Батюшки! Вот уж воистину: не ждали, не гадали… Передо мной, мучительно кашляя, медленно поднимается с земли тот самый майор, которого все мы так хорошо помним по Бильбао. "Сочтемся!" Правда, теперь он – подполковник…
– Я – офицер британской армии и я требую… – начинает он, видя мои погоны.
Я усмехаюсь. Затем беру его за лицо и чуть поворачиваю к свету. Сомнений нет: он!
– Когда-то, расставаясь с Вами после незабываемой встречи в Бильбао, я и все мои люди обещали Вам, майор, что мы еще увидимся. Мы привыкли выполнять свои обещания. Простите, что заставили ждать.
Это сильнее меня, и я, с чувством глубокого удовлетворения, ввинчиваю ему в печень кулак. Он сгибается. Да разогнись, разогнись – я ведь только начал. А чтобы было легче разгибаться – на тебе, сапогом… СТОП! Что это я, в конце-то концов. Хватит, хватит…
– Капитан Булгарин!
– Я, господин полковник!
– Этого больше не бить. Постарайся мне его сохранить целым, чтобы в тайге не сразу загнулся.
Булгарин козыряет. Он настолько любезен, что переводит мои пожелания британцу. "Никогда, никогда, никогда англичанин не будет рабом?" Поживем – увидим.
Полковник Всеволод Соколов. Лондон 1941.
В предместьях Лондона нам оказывают первое сопротивление, заслуживающее этого названия. Какие-то отчаянные гайлендеры в своих килтах-хаки, успевают сжечь два Т-40 и даже подбить один "тринадцатый". Противотанковое ружье "Бойс", над которым мы хихикали еще во Франции, оказывается жуткой штуковиной в руках храбрых и умелых людей. Эти проходимцы лупят из своих полудюймовых пукалок по гусеницам и смотровым стеклопакетам. А их артиллерия оказывается так здорово замаскированной, что мы нащупываем их чертовы гаубицы только тогда, когда горит уже пятый танк! Впрочем, Моспанов и Владимиров, командир дивизиона реактивной артиллерии, вообще их не нашли.
Батальон Рубашевского обошел сопротивляющихся с левого фланга, и теперь его танки рванулись шотландцам в тыл, а их неглубокие окопчики простреливаются фланговым огнем из пулеметов легких "сороковок" и тринадцатых "Корниловых".
Сенявин докладывает, что с артиллерией гайлендеров кончено. Сейчас его "коробочки" резвятся в тылу шотландцев с непосредственностью юных носорогов…

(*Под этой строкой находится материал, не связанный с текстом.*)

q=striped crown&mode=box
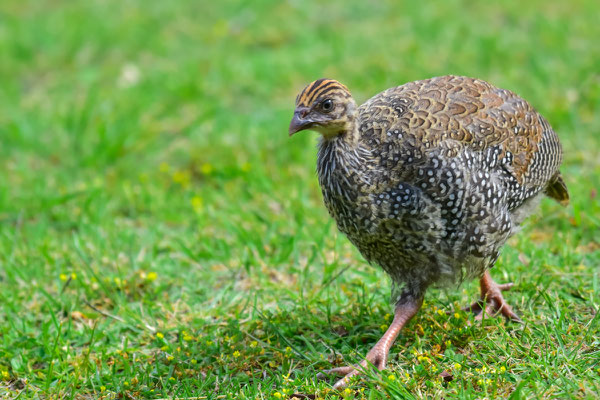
[296,78,352,107]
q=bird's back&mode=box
[359,76,568,209]
[319,76,568,292]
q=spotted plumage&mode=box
[290,76,569,388]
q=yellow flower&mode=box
[146,271,158,282]
[191,196,204,212]
[158,162,171,172]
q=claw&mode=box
[317,299,423,389]
[464,271,523,322]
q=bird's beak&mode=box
[289,108,314,136]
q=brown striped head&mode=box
[289,79,356,139]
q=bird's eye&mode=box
[321,99,333,112]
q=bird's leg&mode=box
[317,298,423,389]
[465,270,521,322]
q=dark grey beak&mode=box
[289,108,313,136]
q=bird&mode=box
[289,75,569,388]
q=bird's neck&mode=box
[317,130,372,194]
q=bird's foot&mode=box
[464,271,522,322]
[317,296,423,389]
[317,343,389,389]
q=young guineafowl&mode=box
[289,76,569,388]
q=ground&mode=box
[0,0,600,399]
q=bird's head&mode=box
[289,79,356,139]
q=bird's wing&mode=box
[360,76,568,206]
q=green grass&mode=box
[0,0,600,399]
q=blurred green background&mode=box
[0,0,600,399]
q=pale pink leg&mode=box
[317,299,423,389]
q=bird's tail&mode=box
[545,172,569,207]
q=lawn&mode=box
[0,0,600,399]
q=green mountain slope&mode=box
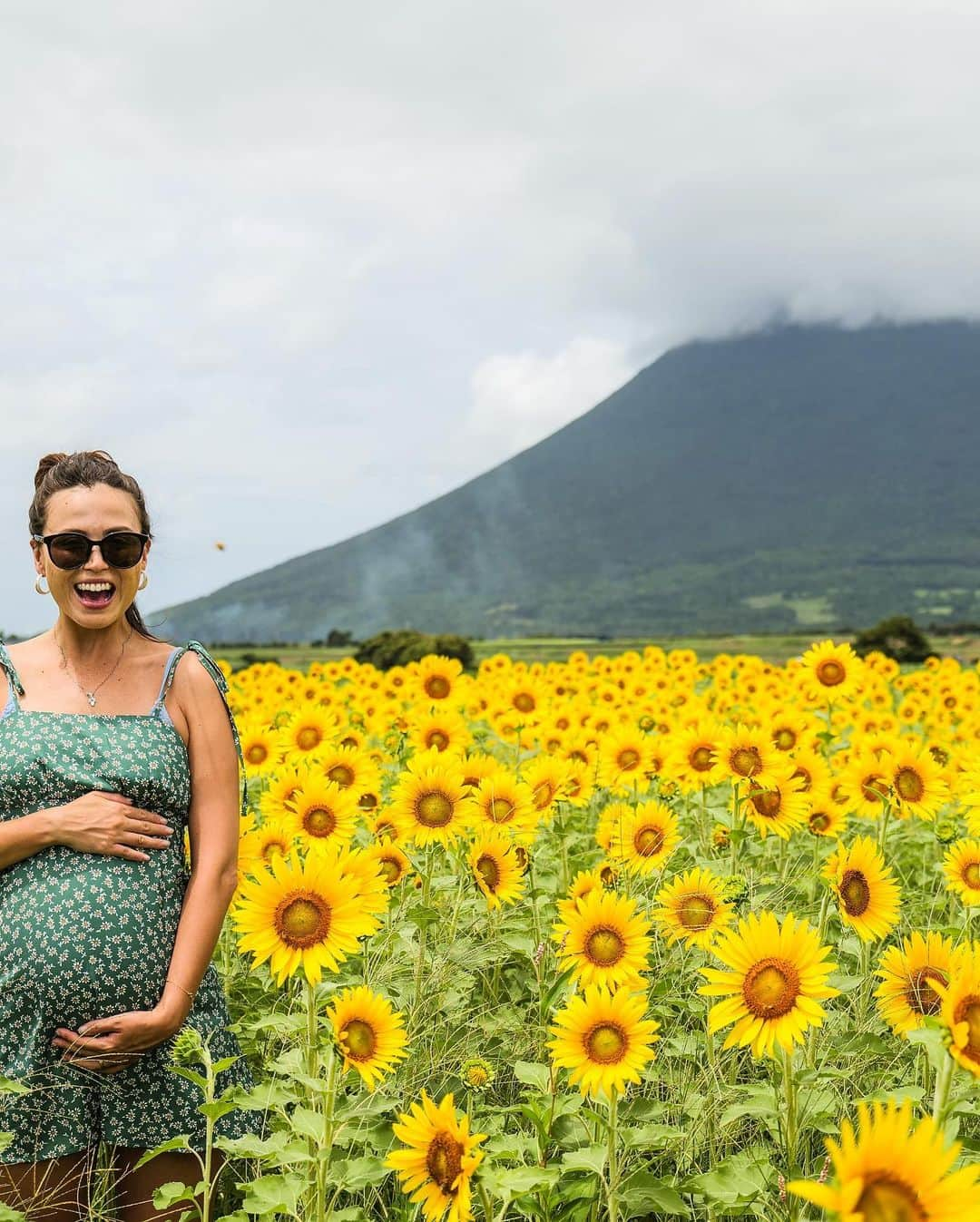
[152,323,980,640]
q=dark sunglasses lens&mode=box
[48,534,89,568]
[99,532,143,568]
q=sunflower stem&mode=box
[932,1056,953,1129]
[782,1049,799,1222]
[606,1088,620,1222]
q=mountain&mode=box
[152,323,980,641]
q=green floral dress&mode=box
[0,640,263,1163]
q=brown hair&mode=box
[27,450,162,640]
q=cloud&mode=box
[466,336,634,458]
[0,0,980,631]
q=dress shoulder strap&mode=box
[0,640,24,716]
[154,640,248,816]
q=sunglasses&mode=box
[31,531,149,568]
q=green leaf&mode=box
[514,1061,551,1094]
[620,1170,691,1218]
[236,1172,307,1215]
[561,1146,606,1176]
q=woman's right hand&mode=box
[53,789,173,862]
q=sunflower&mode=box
[719,722,783,785]
[935,943,980,1078]
[807,785,847,837]
[875,931,955,1035]
[549,985,660,1098]
[786,1099,980,1222]
[741,763,810,839]
[232,851,387,985]
[800,640,863,700]
[385,1090,486,1222]
[289,775,359,845]
[885,743,949,818]
[364,839,412,888]
[942,839,980,906]
[653,869,734,947]
[468,831,524,908]
[391,751,472,845]
[239,721,279,776]
[279,703,339,758]
[327,985,408,1090]
[551,891,650,989]
[470,772,539,838]
[607,800,681,874]
[698,912,838,1057]
[239,816,296,876]
[412,654,463,703]
[824,836,900,943]
[523,755,570,816]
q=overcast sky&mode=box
[0,0,980,633]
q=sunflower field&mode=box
[187,640,980,1222]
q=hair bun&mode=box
[34,455,68,490]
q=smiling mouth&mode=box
[74,582,116,610]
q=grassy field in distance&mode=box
[208,631,980,670]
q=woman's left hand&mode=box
[52,1010,181,1073]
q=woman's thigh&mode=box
[112,1146,223,1222]
[0,1146,98,1222]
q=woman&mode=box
[0,451,261,1222]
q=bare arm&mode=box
[156,654,240,1031]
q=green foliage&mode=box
[854,615,934,665]
[355,628,473,671]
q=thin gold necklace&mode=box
[52,628,133,709]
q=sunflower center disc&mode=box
[895,767,925,802]
[275,895,330,947]
[677,895,715,930]
[585,925,625,968]
[416,792,452,827]
[585,1022,625,1066]
[486,798,514,824]
[476,855,500,891]
[741,959,799,1018]
[303,807,338,836]
[906,968,948,1014]
[817,658,845,687]
[633,827,663,856]
[377,856,402,887]
[953,993,980,1064]
[854,1178,928,1222]
[840,870,871,916]
[751,789,782,818]
[426,1133,463,1193]
[730,747,762,776]
[341,1018,377,1061]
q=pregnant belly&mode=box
[0,846,186,1028]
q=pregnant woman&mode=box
[0,451,261,1222]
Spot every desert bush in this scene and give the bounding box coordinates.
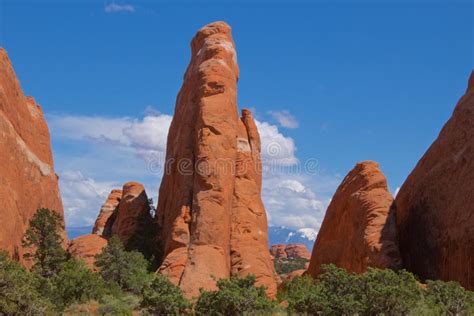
[23,208,67,278]
[195,275,276,315]
[141,274,191,315]
[95,236,151,294]
[0,251,52,315]
[98,294,140,316]
[51,259,105,310]
[424,281,474,315]
[285,265,422,315]
[358,268,423,315]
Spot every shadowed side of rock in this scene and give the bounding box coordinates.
[92,189,122,238]
[395,72,474,290]
[231,110,277,297]
[156,22,274,297]
[0,48,66,263]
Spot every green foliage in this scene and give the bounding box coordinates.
[425,281,474,315]
[98,295,140,316]
[273,258,309,274]
[281,265,474,315]
[286,265,422,315]
[95,236,151,294]
[142,274,191,315]
[0,251,52,315]
[23,208,67,278]
[51,259,104,310]
[358,268,422,315]
[195,275,276,315]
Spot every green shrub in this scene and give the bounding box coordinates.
[273,258,309,274]
[51,259,104,310]
[98,295,140,316]
[280,276,329,315]
[358,268,423,315]
[195,275,276,315]
[285,265,422,315]
[0,251,52,315]
[95,236,151,294]
[23,208,67,278]
[425,281,474,315]
[142,274,191,315]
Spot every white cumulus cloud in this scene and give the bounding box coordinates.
[47,112,328,234]
[59,170,120,226]
[268,110,299,128]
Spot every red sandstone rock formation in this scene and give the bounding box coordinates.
[285,244,311,260]
[395,72,474,290]
[0,48,65,261]
[110,182,153,249]
[308,161,401,277]
[92,189,122,237]
[67,234,107,270]
[270,244,287,259]
[270,244,311,260]
[156,22,275,297]
[230,110,277,297]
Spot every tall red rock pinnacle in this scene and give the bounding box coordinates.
[308,161,401,277]
[0,48,65,260]
[92,189,122,237]
[395,72,474,290]
[111,182,156,257]
[156,22,274,297]
[231,110,277,297]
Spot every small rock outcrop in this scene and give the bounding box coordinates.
[111,182,153,249]
[68,182,156,268]
[156,22,276,297]
[270,244,288,259]
[270,244,311,260]
[67,234,107,270]
[0,48,66,263]
[395,72,474,290]
[92,189,122,237]
[308,161,401,277]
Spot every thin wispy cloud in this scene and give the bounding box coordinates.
[104,2,135,13]
[268,110,299,128]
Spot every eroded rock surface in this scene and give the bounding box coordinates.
[92,189,122,237]
[308,161,401,277]
[0,48,66,262]
[396,72,474,290]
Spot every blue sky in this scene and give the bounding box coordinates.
[0,0,474,229]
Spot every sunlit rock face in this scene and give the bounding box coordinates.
[156,22,276,297]
[308,161,401,277]
[396,73,474,290]
[0,48,66,263]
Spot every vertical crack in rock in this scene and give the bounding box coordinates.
[156,22,275,297]
[0,48,66,265]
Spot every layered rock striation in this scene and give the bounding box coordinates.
[0,48,66,262]
[308,161,401,277]
[156,22,276,297]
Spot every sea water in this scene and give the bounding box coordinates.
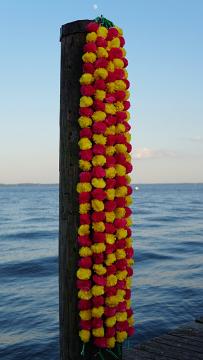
[0,184,203,360]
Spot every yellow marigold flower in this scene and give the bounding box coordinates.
[116,331,128,343]
[127,258,135,266]
[105,125,116,136]
[126,299,131,309]
[125,90,130,100]
[106,167,116,179]
[94,90,106,101]
[92,327,104,337]
[116,124,125,134]
[125,195,133,206]
[128,315,135,326]
[116,270,128,280]
[94,68,108,80]
[122,48,126,57]
[79,310,92,320]
[79,203,90,214]
[105,253,116,266]
[125,174,131,184]
[116,249,126,260]
[92,178,106,189]
[105,211,116,223]
[97,26,108,38]
[105,295,119,307]
[80,73,94,85]
[115,101,124,111]
[93,264,106,275]
[79,329,91,343]
[78,224,90,235]
[92,199,104,211]
[116,228,128,240]
[106,274,117,286]
[107,336,116,349]
[77,183,92,193]
[126,217,133,226]
[125,238,133,247]
[91,243,106,254]
[114,80,126,90]
[79,246,92,258]
[116,289,126,302]
[107,61,115,72]
[126,277,132,289]
[92,155,106,166]
[97,47,108,58]
[105,316,116,327]
[106,82,115,94]
[93,134,107,145]
[125,132,131,142]
[105,103,116,115]
[115,208,125,219]
[79,159,92,171]
[92,306,104,318]
[80,96,93,107]
[78,290,92,300]
[116,186,128,197]
[82,52,97,63]
[106,146,116,156]
[124,69,128,79]
[116,311,127,321]
[92,285,104,296]
[106,234,116,244]
[115,144,127,154]
[126,111,130,121]
[78,138,92,150]
[106,189,115,200]
[92,221,105,232]
[78,116,92,128]
[113,59,124,69]
[116,164,126,176]
[92,110,106,121]
[110,38,120,48]
[86,31,97,42]
[77,268,92,280]
[115,26,123,35]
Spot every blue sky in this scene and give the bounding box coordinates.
[0,0,203,183]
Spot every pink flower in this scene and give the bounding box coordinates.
[92,166,106,180]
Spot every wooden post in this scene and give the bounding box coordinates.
[59,20,121,360]
[59,20,90,360]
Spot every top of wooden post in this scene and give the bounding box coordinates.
[60,20,92,41]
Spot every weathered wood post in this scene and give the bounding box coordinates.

В общем, противнику пришел конец. Я вижу, как стрелки Одинцова короткими перебежками двигаются вперед. Танки Савчука и Бремера медленно ползут чуть позади, периодически посылая одиночный снаряд, а чаще – просто пулеметную очередь туда, откуда шотландцы еще пытаются вести огонь. Сейчас мы с ними покончим…
Пресвятая Дева, что это такое? Я сбиваю шлемофон на затылок, чтобы лучше слышать. Так и есть: уши меня не обманывают. Это гнусаво воют волынки. Ох, что-то будет…
Тот, кто ведет гайлендеров в последнюю атаку – очень храбрый человек. Но очень глупый. Прошли те золотые времена, когда можно было идти вот так – в рост, не пригибаясь. Среди цепи пехотинцев – одиночные танки. Как же их? А, "Крусейдеры"… А впереди – маленький вездеход, на котором стоит кто-то и сидит волынщик. Ну, ладно, полюбовались – и хватит!
– Я – Утес! Слушай мою команду: "семеркам" снаряды не тратить. "Коробки" выбить, а психа в машине – живым, если можно. Давай!
Цепь наших танков точно взрывается, опоясавшись огнем орудийных выстрелов и бледными вспышками пулеметных очередей. Гайлендеры гибнут, как солома в огне. Мы идем вперед, мотострелки Одинцова, движутся позади, прикрываясь нашей броней. Бойцы нам еще понадобятся…
Колыбанов наживляет одну из британских машин. Над резко остановившимся танком встает белое пламя, из люков лезут танкисты. Один из них горит, и меня передергивает от этого зрелища. Я слишком хорошо знаю, что он испытывает. Аккуратно повожу пулеметным стволом. Прости, парень, но это единственное, что я могу для тебя сделать…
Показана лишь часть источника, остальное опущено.